Soon, we may have to share our mushrooms with bees.
While this may not upset too many vegetarians—bored to the point of insanity with uninspiring risottos and halloumi-topped burgers—it might ruffle a few Italian feathers.
But there are more than enough mushrooms to go around and, as anyone who has ever showered in a mouldy student bathroom will attest to, they grow everywhere. Bees, on the other hand, aren't so readily flourishing, with Greenpeace estimating a 40 percent loss of commercial honeybees in the US since 2006 and 45 percent in the UK since 2010.
In the face of such troubling numbers and bees' 22 billion euros-per-year contribution to European agriculture, conservationists are backing increasingly unconventional methods (medieval mead, anyone?) in an attempt to save the winged critters. Maybe mushrooms are the next logical step.
Professor Steve Sheppard and Paul Stamets from the Department of Entomology at Washington State University (WSU) certainly seem to think so. The pair are championing the use of "mushroom juice" in the protection, conservation, and revitalisation of honeybees. At their "bee laboratory" in Washington, Sheppard has been feeding mushroom juice and sugar to a select study group of bees.
If this does what we hope, it will be truly revolutionary. Beekeepers are running out of options.
Speaking to local press, Sheppard explained the potential of his experiment: "If this does what we hope, it will be truly revolutionary. Beekeepers are running out of options."
Meanwhile Stamets heads up the Washington-based mushroom medicine company Fungi Perfecti and became intrigued when he noticed honeybees feeding on fungi growing on trees. He and Sheppard parterned up to complete a set of primary experiments at WSU's "bee laboratory," examining how bees react to fungi nutrients.
While environmental factors like decreasing food sources and habitat sizes are bad news for bees, Sheppard and Stamets believe that diseases such as the varroa mite pose the biggest threat. Described by Sheppard as "like having something the size of pancake feeding on you," the mite carries a virus that has been devastating honeybee hives since arriving from Asia in the 1980s.

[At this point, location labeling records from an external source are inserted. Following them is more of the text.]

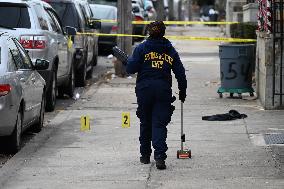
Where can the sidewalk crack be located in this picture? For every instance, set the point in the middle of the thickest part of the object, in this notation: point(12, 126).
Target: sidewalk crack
point(149, 176)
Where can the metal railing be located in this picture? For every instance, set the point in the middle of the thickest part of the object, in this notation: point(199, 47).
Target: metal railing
point(278, 48)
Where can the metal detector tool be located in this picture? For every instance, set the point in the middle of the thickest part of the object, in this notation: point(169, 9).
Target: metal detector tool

Varroa mites spread deadly viruses in honeybees and have short lifespans, meaning they can evolve quickly and become annoyingly responsive to pesticides. They're also resistant to synthetic combatants.

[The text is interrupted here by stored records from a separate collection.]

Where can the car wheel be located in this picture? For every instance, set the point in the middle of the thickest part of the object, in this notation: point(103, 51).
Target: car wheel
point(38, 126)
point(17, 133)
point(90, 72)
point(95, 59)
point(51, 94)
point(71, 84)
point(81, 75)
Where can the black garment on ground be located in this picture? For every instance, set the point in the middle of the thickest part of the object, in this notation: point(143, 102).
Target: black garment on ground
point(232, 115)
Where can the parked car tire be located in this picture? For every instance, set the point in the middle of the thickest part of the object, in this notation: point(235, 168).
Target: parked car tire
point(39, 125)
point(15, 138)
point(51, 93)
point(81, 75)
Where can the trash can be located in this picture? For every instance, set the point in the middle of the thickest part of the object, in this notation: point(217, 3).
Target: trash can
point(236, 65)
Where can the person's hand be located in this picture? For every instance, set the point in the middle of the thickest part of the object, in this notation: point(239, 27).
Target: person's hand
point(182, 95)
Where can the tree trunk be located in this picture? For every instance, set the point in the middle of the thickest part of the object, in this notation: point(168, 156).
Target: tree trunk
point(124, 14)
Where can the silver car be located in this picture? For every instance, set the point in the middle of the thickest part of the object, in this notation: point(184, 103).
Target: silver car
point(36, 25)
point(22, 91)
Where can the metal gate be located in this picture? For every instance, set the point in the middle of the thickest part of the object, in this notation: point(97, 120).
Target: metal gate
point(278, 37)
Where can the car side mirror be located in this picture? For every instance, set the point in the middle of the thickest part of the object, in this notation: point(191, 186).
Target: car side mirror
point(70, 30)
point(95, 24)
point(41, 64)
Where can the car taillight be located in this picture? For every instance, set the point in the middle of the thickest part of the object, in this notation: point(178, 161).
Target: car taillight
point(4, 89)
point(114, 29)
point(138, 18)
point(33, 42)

Studying various mushroom extracts—particularly those with antiviral qualities—Sheppard and Stamets' research looks at just how supportive they are against varroa mites. According to WSU's science blog, "initial screening has identified extracts which reduce the virus load without hurting the bees" while Stamets notes in a Fungi Perfecti newsletter that preliminary results suggest that fungal species and feeding concentrations vary considerably in their effect on honeybees.
"Some species, such as the Chaga mushroom (Inonotus obliquus) had no detectable effect on captive longevity at any concentration, while others, such as the red-belted polypore mushroom (Fomitopsis pinicola), appear to improve captive lifespan and may decrease viral burden at certain concentrations," he wrote.
Stamets adds that bees given the mushroom-sugar compound are "alive longer" and the "viral counts" in these honeybees are "significantly lower."
But things get a little curious when Stamets claims that his own pathogenic fungi—which he patented in 2001—is most effective in protecting honeybees against varroa mites, especially when other researchers can apparently offer nothing to support this. (Neither Stamets nor Sheppard responded to MUNCHIES' request for comment.)
There does not seem to be much of a factual basis to the claims. Professor Sheppard notes that he has been unable to breed bees resistant to varroa. However in my lab, we have been able to breed hygienic honey bees resistant to deformed wing virus.
Unsurprisingly then, not everyone agrees with the scientists. While biocontrol would be a noble answer to the beepocalypse, the London Beekeepers Association told MUNCHIES they "could not comment" on the research and Professor Francis Ratnieks of the Laboratory of Apiculture and Social Insects at the University of Sussex questions the veracity of their experiment altogether.
"There does not seem to be much of a factual basis to the claims," he tells MUNCHIES. "Professor Sheppard notes that he has been unable to breed bees resistant to varroa. However in my lab, we have been able to breed hygienic honey bees resistant to deformed wing virus and that also have reduced varroa build up, so that fact that he has been unable to do it does not mean it is not possible."
Ratnieks is involved in the development of "hygienic honeybees," attempting to cultivate in-built, natural defence mechanisms within the insects that can detect attacks such as varroa.
"Hygienic bees have also been bred in the USA, most recently by Professor Marla Spival of the University of Minnesota," Ratnieks adds. "This is not just some speculative 'it might work' thing but published research. The article [on Sheppard and Stamets' research] is garbage."
Strong words but while hygienic behaviour is supported by research in publications including the Journal of Apicultural Research and Journal of Economic Entomology as an effective preventative of disease within bee populations, the antiviral qualities of fungi for honeybees is only just being explored.
At least researchers can agree on one thing: a passion for honeybees. If there's one thing we need more of, it's that.